Figure 2: Cosine distance from original hidden representations; emotional text shifts model states 3–4× further than neutralized or paraphrased variants, consistent with representational interference.
Mechanistic Analysis and Failure Modes
Detailed chain-of-thought scrutiny using step-by-step model outputs, and qualitative labeling of emotional failures, reveals three dominant mechanisms:
- Constraint Degradation: Emotional elaboration softens or obscures mathematical constraints, leading to reinterpretation of the problem statement.
- Attention Competition: Emotional language distracts model attention from critical numerical elements, disrupting correct quantitative tracking.
- Premature Completion: Affect foregrounds the target answer, causing early termination of reasoning.
Disgust and fear cause the most pronounced degradation (mean 5.9% and 4.3%, respectively); joy and surprise are least disruptive (≈2% mean drop).
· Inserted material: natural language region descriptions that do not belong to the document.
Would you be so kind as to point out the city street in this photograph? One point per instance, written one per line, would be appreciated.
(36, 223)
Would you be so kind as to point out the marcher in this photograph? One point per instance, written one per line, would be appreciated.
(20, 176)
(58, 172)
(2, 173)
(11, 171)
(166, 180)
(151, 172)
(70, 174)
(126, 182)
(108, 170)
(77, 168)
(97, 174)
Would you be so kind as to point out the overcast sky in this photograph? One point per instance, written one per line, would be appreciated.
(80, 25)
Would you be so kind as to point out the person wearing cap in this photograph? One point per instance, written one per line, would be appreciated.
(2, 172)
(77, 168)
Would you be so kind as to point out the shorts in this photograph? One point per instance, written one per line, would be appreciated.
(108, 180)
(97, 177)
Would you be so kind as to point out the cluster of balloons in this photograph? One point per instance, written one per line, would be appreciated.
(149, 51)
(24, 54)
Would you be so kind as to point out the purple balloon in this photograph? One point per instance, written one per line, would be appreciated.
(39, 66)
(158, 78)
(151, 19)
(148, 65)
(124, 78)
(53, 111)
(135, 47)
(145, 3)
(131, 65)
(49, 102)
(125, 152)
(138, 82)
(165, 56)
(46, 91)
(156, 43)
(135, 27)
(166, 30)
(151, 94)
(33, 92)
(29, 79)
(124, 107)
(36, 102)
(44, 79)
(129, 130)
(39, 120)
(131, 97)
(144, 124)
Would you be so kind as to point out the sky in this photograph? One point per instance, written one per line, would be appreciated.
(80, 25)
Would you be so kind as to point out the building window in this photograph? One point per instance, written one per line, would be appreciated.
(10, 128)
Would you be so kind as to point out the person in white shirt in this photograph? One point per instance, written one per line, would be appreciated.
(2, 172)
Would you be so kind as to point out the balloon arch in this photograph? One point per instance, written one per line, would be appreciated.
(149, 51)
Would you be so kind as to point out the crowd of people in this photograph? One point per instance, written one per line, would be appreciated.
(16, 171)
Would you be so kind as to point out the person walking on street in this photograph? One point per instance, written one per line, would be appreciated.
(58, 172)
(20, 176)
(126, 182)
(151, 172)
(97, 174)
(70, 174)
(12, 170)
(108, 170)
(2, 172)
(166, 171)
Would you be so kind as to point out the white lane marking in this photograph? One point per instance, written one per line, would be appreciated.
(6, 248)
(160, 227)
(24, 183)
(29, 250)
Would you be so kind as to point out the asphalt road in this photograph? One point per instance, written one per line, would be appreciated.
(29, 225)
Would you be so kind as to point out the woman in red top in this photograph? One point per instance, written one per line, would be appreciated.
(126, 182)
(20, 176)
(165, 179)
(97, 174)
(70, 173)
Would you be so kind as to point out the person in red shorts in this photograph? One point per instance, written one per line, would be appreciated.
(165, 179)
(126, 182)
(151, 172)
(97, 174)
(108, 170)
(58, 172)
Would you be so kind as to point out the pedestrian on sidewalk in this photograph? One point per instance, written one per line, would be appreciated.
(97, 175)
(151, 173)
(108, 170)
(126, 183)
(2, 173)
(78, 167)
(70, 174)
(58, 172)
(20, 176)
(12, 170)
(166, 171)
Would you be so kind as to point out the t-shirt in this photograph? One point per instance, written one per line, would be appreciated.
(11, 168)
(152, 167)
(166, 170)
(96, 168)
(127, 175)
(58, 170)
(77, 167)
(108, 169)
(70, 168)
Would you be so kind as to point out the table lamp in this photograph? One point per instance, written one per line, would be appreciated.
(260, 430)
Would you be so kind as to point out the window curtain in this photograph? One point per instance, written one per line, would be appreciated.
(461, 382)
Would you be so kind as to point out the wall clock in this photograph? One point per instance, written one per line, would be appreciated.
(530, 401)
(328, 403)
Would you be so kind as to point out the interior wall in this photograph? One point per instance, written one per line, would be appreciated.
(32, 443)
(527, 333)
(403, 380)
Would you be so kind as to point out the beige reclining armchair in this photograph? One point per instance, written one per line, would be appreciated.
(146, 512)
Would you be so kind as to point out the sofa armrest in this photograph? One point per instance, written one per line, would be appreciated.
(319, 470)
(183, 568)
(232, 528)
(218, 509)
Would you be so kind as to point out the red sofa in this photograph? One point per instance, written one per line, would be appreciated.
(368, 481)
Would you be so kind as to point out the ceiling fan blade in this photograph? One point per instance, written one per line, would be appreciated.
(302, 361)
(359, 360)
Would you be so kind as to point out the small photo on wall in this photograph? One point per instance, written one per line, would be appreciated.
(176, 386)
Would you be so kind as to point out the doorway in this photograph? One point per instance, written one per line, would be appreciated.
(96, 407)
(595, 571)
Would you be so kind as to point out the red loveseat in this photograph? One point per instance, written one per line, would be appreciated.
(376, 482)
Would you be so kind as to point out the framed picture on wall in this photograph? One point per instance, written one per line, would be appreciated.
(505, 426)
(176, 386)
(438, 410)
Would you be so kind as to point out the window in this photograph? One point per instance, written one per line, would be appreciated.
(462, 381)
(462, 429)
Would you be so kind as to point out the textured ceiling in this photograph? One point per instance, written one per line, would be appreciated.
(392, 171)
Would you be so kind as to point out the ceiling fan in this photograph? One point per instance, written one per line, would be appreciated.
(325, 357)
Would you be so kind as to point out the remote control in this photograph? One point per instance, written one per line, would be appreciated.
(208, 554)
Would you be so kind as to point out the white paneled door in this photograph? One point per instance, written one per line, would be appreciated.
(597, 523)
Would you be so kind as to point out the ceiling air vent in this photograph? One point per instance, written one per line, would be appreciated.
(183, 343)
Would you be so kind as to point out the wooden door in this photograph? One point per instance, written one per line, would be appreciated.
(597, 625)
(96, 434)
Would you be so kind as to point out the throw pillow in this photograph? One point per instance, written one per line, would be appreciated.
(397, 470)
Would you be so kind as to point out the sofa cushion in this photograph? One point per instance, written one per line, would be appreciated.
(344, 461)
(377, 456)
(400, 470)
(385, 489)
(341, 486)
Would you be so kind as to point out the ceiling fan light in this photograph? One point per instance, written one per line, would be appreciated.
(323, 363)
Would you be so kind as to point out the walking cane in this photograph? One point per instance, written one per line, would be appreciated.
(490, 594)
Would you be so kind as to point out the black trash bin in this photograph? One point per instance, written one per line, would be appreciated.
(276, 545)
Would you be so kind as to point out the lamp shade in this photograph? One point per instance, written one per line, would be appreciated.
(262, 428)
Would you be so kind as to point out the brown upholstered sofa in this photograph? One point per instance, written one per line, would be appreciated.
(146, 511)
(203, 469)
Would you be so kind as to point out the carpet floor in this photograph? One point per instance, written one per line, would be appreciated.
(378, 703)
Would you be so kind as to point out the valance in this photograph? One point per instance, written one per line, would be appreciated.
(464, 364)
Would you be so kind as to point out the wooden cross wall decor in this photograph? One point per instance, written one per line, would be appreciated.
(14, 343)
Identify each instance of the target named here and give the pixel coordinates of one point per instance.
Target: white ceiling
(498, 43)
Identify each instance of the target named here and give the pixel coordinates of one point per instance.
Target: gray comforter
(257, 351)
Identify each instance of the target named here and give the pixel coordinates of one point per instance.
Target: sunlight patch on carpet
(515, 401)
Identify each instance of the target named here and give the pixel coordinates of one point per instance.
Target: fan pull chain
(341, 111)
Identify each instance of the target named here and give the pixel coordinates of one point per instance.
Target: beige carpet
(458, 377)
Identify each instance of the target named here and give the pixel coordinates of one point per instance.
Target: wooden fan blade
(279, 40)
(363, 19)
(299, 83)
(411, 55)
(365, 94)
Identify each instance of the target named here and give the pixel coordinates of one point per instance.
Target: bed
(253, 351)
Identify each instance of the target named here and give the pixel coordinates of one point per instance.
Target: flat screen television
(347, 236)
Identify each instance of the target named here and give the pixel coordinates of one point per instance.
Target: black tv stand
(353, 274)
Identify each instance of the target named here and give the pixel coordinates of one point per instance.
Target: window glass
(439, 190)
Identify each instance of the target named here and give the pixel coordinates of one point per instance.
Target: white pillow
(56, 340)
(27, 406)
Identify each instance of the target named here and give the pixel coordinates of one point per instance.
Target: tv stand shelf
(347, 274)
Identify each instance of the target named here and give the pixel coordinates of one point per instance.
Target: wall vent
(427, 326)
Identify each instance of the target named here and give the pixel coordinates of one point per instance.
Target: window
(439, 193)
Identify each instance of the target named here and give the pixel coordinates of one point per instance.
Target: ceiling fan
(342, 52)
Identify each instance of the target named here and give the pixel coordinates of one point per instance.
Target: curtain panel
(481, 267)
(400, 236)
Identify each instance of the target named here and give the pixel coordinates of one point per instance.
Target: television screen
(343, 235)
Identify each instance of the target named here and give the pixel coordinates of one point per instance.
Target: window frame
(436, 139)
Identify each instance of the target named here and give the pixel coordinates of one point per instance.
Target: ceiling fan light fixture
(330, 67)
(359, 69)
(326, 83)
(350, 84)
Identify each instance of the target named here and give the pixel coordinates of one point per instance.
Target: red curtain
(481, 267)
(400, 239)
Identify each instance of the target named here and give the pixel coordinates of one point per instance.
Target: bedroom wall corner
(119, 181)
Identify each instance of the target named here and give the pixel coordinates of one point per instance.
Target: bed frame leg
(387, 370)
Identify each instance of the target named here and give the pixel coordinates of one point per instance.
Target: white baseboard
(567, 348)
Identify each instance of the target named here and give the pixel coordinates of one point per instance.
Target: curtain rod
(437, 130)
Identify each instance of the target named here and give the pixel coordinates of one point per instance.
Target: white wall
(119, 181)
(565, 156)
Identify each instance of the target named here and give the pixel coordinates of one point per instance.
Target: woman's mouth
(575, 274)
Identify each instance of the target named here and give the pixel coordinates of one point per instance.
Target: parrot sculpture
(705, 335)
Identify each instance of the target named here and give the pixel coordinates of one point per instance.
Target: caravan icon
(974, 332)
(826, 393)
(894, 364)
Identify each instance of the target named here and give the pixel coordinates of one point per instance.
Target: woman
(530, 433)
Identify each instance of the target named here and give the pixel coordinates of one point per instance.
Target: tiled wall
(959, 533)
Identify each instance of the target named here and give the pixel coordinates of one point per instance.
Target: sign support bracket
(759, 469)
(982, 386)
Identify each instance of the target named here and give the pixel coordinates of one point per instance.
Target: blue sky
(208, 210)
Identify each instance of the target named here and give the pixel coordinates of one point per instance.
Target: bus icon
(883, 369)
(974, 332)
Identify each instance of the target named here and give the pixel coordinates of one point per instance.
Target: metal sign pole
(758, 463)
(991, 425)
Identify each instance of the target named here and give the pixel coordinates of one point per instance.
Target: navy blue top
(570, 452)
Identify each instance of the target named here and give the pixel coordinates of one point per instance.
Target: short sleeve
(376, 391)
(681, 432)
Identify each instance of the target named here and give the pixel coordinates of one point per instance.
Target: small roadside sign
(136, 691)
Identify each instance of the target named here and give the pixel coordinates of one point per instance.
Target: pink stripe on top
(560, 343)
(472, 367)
Latent Representation Dynamics
Extracted final-layer representations for original, emotional, neutralized, and non-emotional paraphrase variants show that emotional text produces structured, linearly separable hidden-state clusters. Cosine distances and linear probe results indicate that emotional variants occupy distinct regions in the latent space, coincident with degraded reasoning performance.
Figure 3: t-SNE in teacher's 100-dim bottleneck space; emotional translations (red) form well-separated clusters by emotion, while original, neutralized, and paraphrases overlap centrally.
Implications and Future Directions
The findings establish emotional framing as a distinct axis of LLM robustness, separate from structural or semantic perturbations. Standard benchmarks may overestimate reasoning performance by omitting emotional tone, highlighting a gap between benchmark and deployment settings. The teacher-student translation framework is generalizable to other stylistic attributes (formality, sarcasm, domain-specific jargon) for isolating robustness dimensions.
Practically, emotion-neutralization can serve as an inference-time mitigation strategy. At the frontier scale, the effect approaches the noise floor, yet is nonzero. The analysis suggests necessitating inclusion of emotional perturbations in future robustness evaluations and benchmark design.
Opportunities for further work include localizing representational interference (layer- and head-wise), expanding emotional taxonomy granularity, integrating with technical domains exhibiting emotional register, and designing higher-fidelity neutralization pipelines.
Conclusion
This study introduces a controlled, generalizable framework and quantitative benchmark for evaluating the impact of emotional framing on LLM quantitative reasoning. Empirical findings establish consistent, magnitude-scaled accuracy degradation tied to emotional style, which is partially recoverable by neutralization. Latent representation analyses corroborate structured interference in hidden states. The work motivates future research into mitigation, domain generalization, and broader stylistic robustness testing for LLMs in deployment scenarios.